Обсуждение: How to do A union (B - ( A intersect B )) or sort of :-)
Hi. Sorry for the subject, but I knew no words to describe it better. I will try to explain First a more general question: is there any clever way to do two selects A and B and then return the result A union ( B \ (A intersect B)) ( \ is "set subtraction") Any ideas besides writing the explicit queries? I guess one has to lock the table to get the same result on both selects unless one can cache the result of A and B so you don't run it twice? Then the actual problem at hand, which with extra details might result in another solution then the one from above. A looks like select a.id,a.name,true from X B looks like select b.id,b.name,false from Y can one then use the differences in boolean values in some clever way, like OR operation?

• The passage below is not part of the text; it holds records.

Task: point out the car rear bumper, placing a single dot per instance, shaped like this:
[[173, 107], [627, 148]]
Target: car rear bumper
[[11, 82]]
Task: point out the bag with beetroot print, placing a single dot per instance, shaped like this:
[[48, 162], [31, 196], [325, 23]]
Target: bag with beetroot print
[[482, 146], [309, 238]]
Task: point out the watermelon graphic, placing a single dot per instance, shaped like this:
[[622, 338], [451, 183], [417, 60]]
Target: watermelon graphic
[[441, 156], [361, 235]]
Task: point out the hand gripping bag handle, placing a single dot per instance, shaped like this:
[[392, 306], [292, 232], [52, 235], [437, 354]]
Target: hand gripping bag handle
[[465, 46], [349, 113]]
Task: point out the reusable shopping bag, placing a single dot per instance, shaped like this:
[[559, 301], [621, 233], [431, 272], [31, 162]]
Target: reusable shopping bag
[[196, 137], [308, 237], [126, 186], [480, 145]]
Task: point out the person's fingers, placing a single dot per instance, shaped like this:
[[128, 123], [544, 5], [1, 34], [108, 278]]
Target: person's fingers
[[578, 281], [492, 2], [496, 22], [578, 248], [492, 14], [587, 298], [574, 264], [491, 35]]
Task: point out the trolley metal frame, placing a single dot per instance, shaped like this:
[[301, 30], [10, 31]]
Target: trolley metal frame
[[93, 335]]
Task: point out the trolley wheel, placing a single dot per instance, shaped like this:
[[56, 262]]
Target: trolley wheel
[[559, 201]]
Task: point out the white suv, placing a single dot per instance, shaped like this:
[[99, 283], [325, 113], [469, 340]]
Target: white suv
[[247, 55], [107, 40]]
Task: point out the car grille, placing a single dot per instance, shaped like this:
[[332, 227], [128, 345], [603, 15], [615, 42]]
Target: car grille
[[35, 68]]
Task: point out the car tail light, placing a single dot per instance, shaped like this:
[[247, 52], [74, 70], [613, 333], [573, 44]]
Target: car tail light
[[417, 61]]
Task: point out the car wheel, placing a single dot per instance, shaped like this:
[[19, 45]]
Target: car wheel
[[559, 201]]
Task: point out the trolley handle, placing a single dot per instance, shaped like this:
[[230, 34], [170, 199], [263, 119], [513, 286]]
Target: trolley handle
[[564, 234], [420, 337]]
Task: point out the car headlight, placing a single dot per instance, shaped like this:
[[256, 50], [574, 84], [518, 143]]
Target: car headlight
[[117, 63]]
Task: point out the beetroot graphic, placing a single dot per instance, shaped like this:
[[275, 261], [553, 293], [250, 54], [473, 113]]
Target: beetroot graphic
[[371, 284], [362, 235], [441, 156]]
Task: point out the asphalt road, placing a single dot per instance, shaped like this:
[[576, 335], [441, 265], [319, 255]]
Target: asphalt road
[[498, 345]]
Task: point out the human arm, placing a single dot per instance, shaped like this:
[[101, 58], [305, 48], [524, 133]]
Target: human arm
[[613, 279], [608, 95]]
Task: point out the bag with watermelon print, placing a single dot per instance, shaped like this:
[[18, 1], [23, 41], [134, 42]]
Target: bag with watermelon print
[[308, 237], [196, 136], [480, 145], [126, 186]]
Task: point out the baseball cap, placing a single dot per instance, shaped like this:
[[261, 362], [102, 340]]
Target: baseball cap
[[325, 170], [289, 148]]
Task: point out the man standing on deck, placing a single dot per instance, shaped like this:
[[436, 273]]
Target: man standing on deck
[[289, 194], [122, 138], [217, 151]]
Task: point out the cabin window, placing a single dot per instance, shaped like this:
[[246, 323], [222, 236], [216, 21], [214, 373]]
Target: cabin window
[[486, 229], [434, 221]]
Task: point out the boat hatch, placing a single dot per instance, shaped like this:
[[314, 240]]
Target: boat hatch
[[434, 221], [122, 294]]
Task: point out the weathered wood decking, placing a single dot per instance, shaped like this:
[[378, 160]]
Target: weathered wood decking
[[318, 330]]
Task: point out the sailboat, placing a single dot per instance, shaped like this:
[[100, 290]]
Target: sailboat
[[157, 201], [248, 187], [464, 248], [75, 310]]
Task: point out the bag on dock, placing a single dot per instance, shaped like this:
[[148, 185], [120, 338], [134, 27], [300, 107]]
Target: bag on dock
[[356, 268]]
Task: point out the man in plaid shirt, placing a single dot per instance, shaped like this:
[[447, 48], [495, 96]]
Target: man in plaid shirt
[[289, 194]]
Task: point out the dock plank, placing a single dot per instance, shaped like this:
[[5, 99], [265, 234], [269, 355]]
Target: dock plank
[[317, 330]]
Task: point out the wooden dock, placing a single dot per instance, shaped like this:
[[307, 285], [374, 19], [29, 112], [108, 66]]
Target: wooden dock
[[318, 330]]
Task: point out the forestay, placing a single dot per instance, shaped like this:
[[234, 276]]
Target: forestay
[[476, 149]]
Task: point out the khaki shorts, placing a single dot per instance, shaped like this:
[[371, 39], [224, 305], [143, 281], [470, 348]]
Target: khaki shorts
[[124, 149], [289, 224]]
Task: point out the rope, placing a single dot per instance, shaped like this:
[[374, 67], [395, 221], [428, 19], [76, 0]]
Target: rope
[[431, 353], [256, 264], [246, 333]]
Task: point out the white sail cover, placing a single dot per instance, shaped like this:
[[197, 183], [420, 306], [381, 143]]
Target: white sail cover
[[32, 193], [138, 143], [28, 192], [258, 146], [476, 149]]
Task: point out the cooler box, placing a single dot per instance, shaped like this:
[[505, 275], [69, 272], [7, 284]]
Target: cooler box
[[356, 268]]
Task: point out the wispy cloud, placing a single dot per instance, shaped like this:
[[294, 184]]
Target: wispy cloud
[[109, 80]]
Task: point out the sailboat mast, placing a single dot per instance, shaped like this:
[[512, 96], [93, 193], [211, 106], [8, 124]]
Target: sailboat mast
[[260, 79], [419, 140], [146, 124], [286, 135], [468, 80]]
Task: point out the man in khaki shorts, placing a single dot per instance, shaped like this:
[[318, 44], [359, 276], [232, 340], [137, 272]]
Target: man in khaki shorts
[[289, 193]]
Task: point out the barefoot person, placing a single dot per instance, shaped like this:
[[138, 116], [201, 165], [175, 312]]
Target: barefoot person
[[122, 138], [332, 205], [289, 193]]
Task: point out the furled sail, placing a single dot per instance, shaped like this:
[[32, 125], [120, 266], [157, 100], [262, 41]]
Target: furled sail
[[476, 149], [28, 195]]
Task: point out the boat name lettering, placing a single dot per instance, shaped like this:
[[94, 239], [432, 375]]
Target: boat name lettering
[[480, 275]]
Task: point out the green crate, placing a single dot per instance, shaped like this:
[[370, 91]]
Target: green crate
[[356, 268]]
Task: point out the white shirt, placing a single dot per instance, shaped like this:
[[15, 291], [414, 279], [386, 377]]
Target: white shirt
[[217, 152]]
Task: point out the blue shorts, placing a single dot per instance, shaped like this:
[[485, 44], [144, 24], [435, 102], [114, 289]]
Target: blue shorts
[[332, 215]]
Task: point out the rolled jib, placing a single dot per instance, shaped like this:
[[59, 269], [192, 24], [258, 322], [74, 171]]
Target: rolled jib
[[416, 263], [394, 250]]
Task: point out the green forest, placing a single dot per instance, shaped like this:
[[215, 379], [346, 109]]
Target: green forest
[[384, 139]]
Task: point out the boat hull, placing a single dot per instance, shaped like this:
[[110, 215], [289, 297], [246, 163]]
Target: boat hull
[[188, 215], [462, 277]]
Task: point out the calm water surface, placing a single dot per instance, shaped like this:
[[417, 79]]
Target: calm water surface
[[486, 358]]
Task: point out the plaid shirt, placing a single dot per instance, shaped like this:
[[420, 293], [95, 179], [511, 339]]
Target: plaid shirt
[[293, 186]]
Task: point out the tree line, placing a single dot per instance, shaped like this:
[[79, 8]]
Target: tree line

A B <gentosaker@gmail.com> writes: > Sorry for the subject, but I knew no words to describe it better. > I will try to explain > First a more general question: is there any clever way to do two > selects A and B and then return the result > A union ( B \ (A intersect B)) ( \ is "set subtraction") Ummm ... isn't that just a UNION? Anyway, SQL's features for this sort of thing are described here: http://www.postgresql.org/docs/9.0/static/queries-union.html > Any ideas besides writing the explicit queries? I guess one has to > lock the table to get the same result on both selects unless one can > cache the result of A and B so you don't run it twice? Both arms of a UNION or similar query would be reading the table with the same snapshot, so there wouldn't be any need for a lock to get consistent results. You may also need to spend some time reading http://www.postgresql.org/docs/9.0/static/mvcc.html regards, tom lane
Am 04.11.2010 20:53, schrieb A B: > First a more general question: is there any clever way to do two > selects A and B and then return the result > A union ( B \ (A intersect B)) ( \ is "set subtraction") > > Any ideas besides writing the explicit queries? I guess one has to > lock the table to get the same result on both selects unless one can > cache the result of A and B so you don't run it twice? > > Then the actual problem at hand, which with extra details might result > in another solution then the one from above. > > A looks like select a.id,a.name,true from X > B looks like select b.id,b.name,false from Y ( A intersect B ) is allways the empty set because of the boolean column, isn't it? Even if there were tupels (a.id, a.name) = (b.id, b.name) still (a.id, a.name, TRUE) <> (b.id, b.name, FALSE) because of TRUE <> FALSE So ( A intersect B ) = () Therefore ( B \ () ) = B So you end up with A union B as Tom said. The clever way to do the stuff w/o to many A- and B-subselects may be to create two temporary views and use those. There might be a performance loss though.